Liquid Antiquity Workshop held at Princeton Athens Center
In September, a group of classicists, poets, archaeologists, curators, and artists gathered in Athens for a workshop on the multimedia project “Liquid Antiquity.” The workshop was organized by Brooke Holmes, Robert F. Goheen Professor in the Humanities and Professor of Classics at Princeton; Dimitri Gondicas ’78, Director of the Seeger Center for Hellenic Studies at Princeton; and Polina Kosmadaki, Benaki Museum curator.
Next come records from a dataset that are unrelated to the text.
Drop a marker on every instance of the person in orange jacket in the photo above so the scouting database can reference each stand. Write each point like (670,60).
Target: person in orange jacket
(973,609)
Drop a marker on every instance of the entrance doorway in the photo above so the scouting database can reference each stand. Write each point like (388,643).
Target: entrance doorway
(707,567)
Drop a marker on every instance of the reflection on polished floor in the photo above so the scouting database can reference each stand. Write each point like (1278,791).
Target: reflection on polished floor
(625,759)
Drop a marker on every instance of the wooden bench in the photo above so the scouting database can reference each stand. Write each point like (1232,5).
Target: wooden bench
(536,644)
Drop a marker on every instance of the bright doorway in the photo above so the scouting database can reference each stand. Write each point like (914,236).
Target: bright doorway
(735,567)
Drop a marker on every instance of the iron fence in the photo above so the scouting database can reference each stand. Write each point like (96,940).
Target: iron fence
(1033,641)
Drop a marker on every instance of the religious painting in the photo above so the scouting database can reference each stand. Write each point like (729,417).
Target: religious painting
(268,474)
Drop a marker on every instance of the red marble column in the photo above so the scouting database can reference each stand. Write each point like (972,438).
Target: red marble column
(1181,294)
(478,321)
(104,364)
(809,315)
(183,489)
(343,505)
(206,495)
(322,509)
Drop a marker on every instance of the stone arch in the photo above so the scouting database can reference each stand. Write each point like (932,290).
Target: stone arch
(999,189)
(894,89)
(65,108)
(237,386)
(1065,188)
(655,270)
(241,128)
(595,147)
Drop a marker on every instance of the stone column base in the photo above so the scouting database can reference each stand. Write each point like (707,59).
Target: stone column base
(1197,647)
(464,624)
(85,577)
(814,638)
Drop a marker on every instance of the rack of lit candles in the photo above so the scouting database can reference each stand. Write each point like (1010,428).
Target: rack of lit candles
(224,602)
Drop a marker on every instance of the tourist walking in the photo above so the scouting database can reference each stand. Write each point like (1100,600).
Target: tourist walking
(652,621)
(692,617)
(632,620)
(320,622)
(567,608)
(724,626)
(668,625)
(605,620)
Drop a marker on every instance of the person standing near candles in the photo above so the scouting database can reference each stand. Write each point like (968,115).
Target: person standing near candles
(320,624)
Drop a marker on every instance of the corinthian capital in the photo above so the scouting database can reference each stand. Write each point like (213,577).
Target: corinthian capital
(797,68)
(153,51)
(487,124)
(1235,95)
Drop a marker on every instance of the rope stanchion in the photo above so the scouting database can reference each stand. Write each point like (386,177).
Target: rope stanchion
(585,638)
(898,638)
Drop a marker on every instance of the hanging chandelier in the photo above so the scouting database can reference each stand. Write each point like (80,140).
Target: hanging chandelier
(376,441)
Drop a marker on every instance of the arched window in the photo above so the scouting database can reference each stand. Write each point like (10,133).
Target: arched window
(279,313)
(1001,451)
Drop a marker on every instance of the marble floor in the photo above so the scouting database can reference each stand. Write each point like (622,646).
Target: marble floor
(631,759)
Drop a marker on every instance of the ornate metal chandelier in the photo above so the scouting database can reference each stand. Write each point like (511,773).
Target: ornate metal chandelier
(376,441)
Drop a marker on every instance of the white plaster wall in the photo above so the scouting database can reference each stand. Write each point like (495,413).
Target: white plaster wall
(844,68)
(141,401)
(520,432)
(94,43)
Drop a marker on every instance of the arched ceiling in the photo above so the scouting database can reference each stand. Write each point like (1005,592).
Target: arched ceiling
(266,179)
Commissioned by the DESTE Foundation for Contemporary Art in cooperation with the Benaki Museum, “Liquid Antiquity” challenges the prevailing view of classicism as static. Rather than displaying antiquities and collected objects, the project emphasizes the intersection of modern art and antiquity through text, images and video from multiple perspectives. By conveying both the classical and contemporary aspects of antiquity, “Liquid Antiquity” encourages us to consider why antiquity matters, and through these considerations, helps us see new possibilities for the present.
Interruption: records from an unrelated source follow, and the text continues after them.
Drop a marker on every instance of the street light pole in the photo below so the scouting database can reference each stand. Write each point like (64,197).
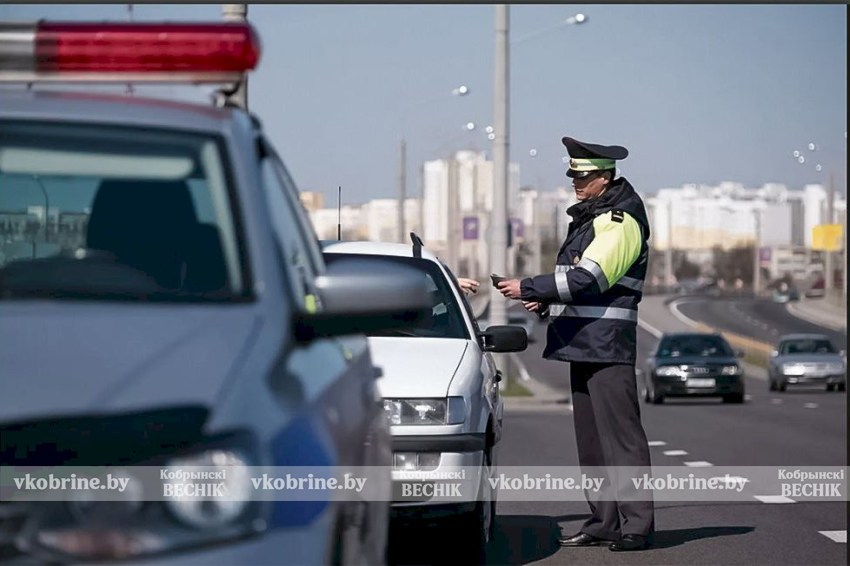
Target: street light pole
(756,254)
(402,188)
(499,214)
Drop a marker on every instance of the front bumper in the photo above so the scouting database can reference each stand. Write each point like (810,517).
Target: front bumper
(828,379)
(721,385)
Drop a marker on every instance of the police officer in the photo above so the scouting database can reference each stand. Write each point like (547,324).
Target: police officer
(591,301)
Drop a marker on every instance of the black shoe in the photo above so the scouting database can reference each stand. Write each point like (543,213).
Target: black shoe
(630,542)
(581,539)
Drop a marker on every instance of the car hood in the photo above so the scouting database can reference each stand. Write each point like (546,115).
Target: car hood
(416,367)
(84,358)
(810,359)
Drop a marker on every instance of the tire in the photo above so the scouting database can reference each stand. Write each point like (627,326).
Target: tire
(476,528)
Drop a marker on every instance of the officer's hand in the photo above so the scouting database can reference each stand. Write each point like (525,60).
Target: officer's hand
(531,306)
(468,285)
(509,288)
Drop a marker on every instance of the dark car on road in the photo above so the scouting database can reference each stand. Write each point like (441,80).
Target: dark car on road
(693,364)
(164,305)
(807,359)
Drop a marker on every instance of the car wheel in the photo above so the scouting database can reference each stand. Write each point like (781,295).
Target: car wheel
(477,527)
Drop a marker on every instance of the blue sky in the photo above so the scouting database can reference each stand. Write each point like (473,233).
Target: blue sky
(698,93)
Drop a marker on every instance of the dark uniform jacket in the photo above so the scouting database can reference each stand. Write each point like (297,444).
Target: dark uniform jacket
(591,299)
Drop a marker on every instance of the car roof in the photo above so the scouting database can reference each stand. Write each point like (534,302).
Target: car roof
(804,336)
(101,108)
(375,248)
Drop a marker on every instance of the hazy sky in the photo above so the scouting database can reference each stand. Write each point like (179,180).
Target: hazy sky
(699,94)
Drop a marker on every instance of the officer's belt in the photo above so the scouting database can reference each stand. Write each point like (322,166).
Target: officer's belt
(558,310)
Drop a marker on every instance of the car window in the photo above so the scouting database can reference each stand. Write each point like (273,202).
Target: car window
(102,212)
(293,243)
(701,346)
(807,346)
(464,302)
(445,319)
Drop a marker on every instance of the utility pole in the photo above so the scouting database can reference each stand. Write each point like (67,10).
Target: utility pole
(499,214)
(756,254)
(668,253)
(453,216)
(402,188)
(237,13)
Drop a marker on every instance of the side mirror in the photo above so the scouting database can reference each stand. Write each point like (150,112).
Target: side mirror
(505,339)
(360,295)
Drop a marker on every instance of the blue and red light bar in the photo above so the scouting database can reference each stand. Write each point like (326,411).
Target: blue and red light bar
(127,51)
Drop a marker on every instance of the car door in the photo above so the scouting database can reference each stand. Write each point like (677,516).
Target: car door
(335,374)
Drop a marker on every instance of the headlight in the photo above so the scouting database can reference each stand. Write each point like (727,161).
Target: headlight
(204,504)
(669,371)
(793,369)
(210,501)
(425,411)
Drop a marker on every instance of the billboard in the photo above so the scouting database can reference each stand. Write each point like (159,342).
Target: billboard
(827,237)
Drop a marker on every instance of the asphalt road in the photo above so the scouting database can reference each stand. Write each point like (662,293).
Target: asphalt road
(761,319)
(801,427)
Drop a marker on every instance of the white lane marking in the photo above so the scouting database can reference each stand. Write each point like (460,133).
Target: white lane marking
(837,536)
(774,499)
(649,328)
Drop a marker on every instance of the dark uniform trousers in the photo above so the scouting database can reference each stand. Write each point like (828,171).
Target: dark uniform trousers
(611,444)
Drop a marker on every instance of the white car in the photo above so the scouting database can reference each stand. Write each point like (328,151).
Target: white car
(441,393)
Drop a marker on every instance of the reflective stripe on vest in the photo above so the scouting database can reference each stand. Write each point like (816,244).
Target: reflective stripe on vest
(571,311)
(596,271)
(632,283)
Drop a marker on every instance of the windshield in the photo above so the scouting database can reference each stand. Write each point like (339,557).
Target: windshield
(445,319)
(114,213)
(807,346)
(702,346)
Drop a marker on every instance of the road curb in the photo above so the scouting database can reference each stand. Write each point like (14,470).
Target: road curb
(794,309)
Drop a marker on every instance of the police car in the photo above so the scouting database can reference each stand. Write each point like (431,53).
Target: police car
(164,303)
(441,393)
These themes were discussed in detail at the Liquid Antiquity workshop, which was held at the Princeton Athens Center. “The workshop expresses the letter and the spirit of Stanley J. Seeger Hellenic Fund’s mission, which is: ‘to advance the understanding of the culture of ancient Greece and its influence…and to stimulate creative expression and thought in and about modern Greece.’” said Gondicas. It is apropos, then, that this quote is featured at the entrance of the Princeton Athens Center.
“The Center, intimate and welcoming, offered an ideal environment to incubate intellectual and creative cooperation between scholars and artists working in Princeton and in Greece,” Holmes said. “The group together extended the project’s experiment with new forms of engaging a broad public in thinking about classical antiquity and its legacies and laid the groundwork for further collaboration.”
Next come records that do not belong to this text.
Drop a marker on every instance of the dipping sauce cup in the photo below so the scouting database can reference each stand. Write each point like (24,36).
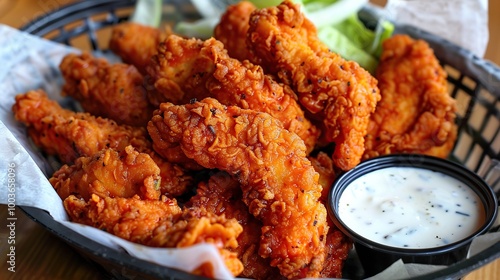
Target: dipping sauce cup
(417,208)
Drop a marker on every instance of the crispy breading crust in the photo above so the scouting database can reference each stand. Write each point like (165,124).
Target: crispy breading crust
(338,93)
(416,113)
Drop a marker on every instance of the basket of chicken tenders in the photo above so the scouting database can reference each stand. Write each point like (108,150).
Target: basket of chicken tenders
(186,140)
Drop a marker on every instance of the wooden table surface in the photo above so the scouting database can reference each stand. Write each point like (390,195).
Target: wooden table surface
(39,255)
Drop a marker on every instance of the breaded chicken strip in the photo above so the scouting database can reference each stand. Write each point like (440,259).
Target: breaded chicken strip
(279,184)
(158,223)
(109,174)
(221,195)
(416,113)
(69,135)
(135,43)
(232,30)
(323,164)
(231,82)
(339,94)
(179,70)
(111,91)
(338,244)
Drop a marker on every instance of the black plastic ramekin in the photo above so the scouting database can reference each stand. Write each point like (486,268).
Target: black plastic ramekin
(375,257)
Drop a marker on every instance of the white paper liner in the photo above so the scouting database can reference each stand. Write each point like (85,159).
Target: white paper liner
(28,63)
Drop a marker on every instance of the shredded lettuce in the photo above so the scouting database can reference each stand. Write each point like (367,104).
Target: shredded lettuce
(336,20)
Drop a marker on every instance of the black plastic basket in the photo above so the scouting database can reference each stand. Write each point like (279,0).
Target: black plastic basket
(474,82)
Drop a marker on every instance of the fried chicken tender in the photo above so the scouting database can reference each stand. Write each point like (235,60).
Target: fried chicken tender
(337,250)
(109,174)
(158,223)
(338,244)
(135,43)
(323,164)
(232,30)
(221,195)
(70,135)
(279,184)
(179,70)
(112,91)
(339,94)
(232,82)
(416,113)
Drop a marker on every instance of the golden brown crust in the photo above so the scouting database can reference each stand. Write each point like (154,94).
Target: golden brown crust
(338,93)
(280,186)
(70,135)
(416,113)
(113,91)
(109,174)
(135,43)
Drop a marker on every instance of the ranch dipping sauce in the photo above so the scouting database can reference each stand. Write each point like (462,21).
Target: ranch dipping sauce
(410,207)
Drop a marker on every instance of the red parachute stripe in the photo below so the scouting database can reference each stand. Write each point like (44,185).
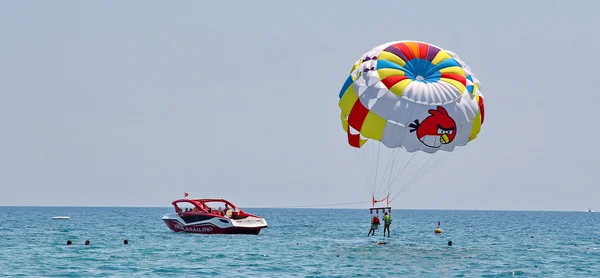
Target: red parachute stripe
(423,49)
(456,77)
(406,50)
(357,115)
(481,108)
(390,81)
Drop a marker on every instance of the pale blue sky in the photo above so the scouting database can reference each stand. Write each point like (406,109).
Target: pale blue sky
(129,103)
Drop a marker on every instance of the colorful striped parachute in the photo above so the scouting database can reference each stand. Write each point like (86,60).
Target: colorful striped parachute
(411,97)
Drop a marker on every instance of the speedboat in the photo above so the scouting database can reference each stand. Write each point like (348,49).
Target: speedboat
(212,216)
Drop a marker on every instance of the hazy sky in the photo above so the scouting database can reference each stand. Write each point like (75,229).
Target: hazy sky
(129,103)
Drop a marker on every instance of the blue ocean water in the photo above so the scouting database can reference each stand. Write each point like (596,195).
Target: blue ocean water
(300,243)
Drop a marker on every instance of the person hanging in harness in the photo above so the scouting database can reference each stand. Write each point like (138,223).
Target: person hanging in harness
(374,224)
(387,220)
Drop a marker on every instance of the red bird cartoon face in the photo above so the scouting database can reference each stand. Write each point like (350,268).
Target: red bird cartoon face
(436,130)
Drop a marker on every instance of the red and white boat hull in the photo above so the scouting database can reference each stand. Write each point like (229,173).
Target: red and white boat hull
(212,224)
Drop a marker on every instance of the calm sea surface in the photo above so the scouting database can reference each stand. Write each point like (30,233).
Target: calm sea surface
(300,243)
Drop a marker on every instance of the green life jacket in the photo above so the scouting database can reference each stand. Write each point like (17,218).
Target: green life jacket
(387,219)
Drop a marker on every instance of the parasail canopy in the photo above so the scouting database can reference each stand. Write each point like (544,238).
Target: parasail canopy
(408,97)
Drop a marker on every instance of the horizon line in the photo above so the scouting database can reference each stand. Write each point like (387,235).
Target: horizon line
(301,207)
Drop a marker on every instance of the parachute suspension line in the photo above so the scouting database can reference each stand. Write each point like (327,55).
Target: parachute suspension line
(426,168)
(386,180)
(391,166)
(362,166)
(413,154)
(423,166)
(376,168)
(394,166)
(388,169)
(440,159)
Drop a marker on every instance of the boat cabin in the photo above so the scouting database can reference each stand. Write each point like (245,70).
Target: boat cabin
(218,207)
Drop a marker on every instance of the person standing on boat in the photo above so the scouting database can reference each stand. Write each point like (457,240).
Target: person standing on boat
(387,220)
(374,224)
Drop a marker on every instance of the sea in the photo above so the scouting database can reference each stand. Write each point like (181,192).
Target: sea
(306,242)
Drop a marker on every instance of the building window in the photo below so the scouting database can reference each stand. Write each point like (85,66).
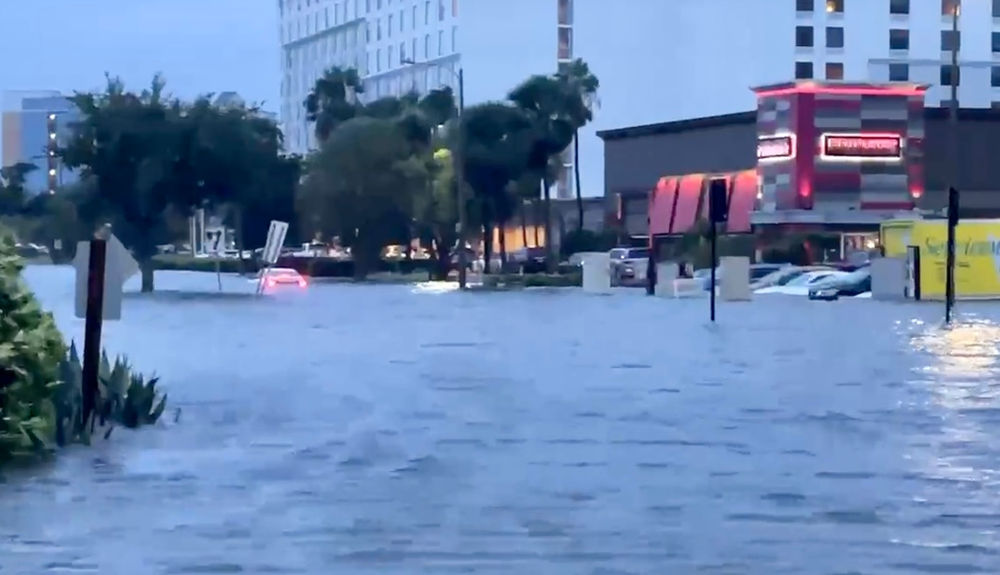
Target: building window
(834,37)
(950,40)
(804,36)
(803,70)
(946,76)
(899,39)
Kosmadaki echoed this view: “It was a very stimulating conversation with a variety of viewpoints— Greek and foreign, artistic and academic, classicists and contemporaneists— which managed to overcome traditional dialogue for a more experimental outcome, where the coexistence of artistic performance, academic discourse and critical response to current issues created an environment for radically rethinking the context, language and methods of considering the classical heritage.”
This spring, the video installation component of “Liquid Antiquity,” designed by Diller, Scofido + Renfro, will be traveling to London as part of the exhibition “The Classical Now.” The exhibition, curated by Michael Squire, pairs the work of modern artists with Greek and Roman antiquities, and will be on view at Kings College London from March 2-April 28, 2018.
A follow-up session of the Liquid Antiquity workshop is planned for summer 2018.